In a statement, Trinity blasted the protesters for breaking into the lot.
“We are saddened that OWS protesters chose to ignore yesterday’s messages from Archbishop Tutu, from the Presiding Bishop of the Episcopal Church, Katharine Jefferts Schori, and from Bishop of New York Mark S. Sisk,” said Rev. Dr. James H. Cooper, the rector of Trinity Church.
Rev. Cooper said that while the church shared the occupiers’ quest for “social and economic justice, we do not, however, believe that erecting a tent city at Duarte Square enhances their mission or ours.”
“The vacant lot has no facilities to sustain a winter encampment. In good conscience and faith, we strongly believe to do so would be wrong, unsafe, unhealthy, and potentially injurious.”
After the arrests at Duarte Square, the protesters marched through the streets of Lower Manhattan. At first they headed towards the rector’s house, but found it barricaded.
Afterwards, they marched up Seventh Avenue in the Village, chanting “take the street” and marching through traffic before heading up toTimes Square.
Along the way, a number of protesters were arrested.
Earlier in the day, demonstrators, joined by members of the clergy and some elected officials, held up signs and chanted “Hell no, we won’t go! Occupy 2.0!”
“They are portraying that their door is open to negotiation .. we’ve been proposing alternatives but so far we’ve had no response .. If we walked over and leaned against that fence we (would) get arrested for trespassing. “said retired Bishop George Packer.
And Chris Ashley, a chaplain from Union Theological Seminary in Morningside
Heights, said that “this movement needs a space where we can make democracy happen in
person.”
“I want to bear witness that there’s plenty of us in the church that stand up to support this movement,” he added. “Jesus prayed and he occupied.”
A Message of Solidarity from Archbishop Desmond Tutu
Posted on Dec. 15, 2011, 7:37 p.m. EST
Sisters and Brothers, I greet you in the Name of Our Lord and in the bonds of common friendship and struggle from my homeland of South Africa. I know of your own challenges and of this appeal to Trinity Church for the shelter of a new home and I am with you! May God bless this appeal of yours and may the good people of that noble parish heed your plea, if not for ease of access, then at least for a stay on any violence or arrests.
Yours is a voice for the world not just the neighborhood of Duarte Park. Injustice, unfairness, and the strangle hold of greed which has beset humanity in our times must be answered with a resounding, “No!” You are that answer.

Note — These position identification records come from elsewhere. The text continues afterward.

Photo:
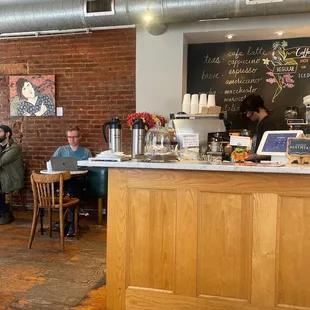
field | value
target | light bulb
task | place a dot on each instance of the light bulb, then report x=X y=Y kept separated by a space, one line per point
x=148 y=17
x=229 y=36
x=279 y=33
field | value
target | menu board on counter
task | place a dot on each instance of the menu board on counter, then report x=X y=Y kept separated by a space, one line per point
x=278 y=70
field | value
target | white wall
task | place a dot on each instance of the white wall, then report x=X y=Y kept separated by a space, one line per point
x=161 y=61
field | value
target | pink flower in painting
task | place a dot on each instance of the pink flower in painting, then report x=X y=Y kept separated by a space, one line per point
x=288 y=78
x=271 y=81
x=287 y=81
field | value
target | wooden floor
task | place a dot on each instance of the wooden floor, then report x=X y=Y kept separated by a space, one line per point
x=44 y=277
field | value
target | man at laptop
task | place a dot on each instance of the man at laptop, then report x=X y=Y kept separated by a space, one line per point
x=253 y=106
x=11 y=171
x=76 y=185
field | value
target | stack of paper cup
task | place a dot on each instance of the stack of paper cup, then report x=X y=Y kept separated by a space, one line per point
x=186 y=104
x=194 y=104
x=202 y=102
x=49 y=165
x=211 y=100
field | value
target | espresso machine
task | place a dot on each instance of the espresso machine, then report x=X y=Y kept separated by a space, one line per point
x=206 y=126
x=115 y=134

I write this to you not many miles away from the houses of the poor in my country. It pains me despite all the progress we have made. You see, the heartbeat of what you are asking for–that those who have too much must wake up to the cries of their brothers and sisters who have so little–beats in me and all South Africans who believe in justice.
Trinity Church is an esteemed and valued old friend of mine; from the earliest days when I was a young Deacon. Theirs was the consistent and supportive voice I heard when no one else supported me or our beloved brother Nelson Mandela. That is why it is especially painful for me to hear of the impasse you are experiencing with the parish. I appeal to them to find a way to help you. I appeal to them to embrace the higher calling of Our Lord Jesus Christ–which they live so well in all other ways–but now to do so in this instance…can we not rearrange our affairs for justice sake? Just as history watched as South Africa was reborn in promise and fairness so it is watching you now.
In closing, be assured of my thoughts and prayers, they are with you at this very hour.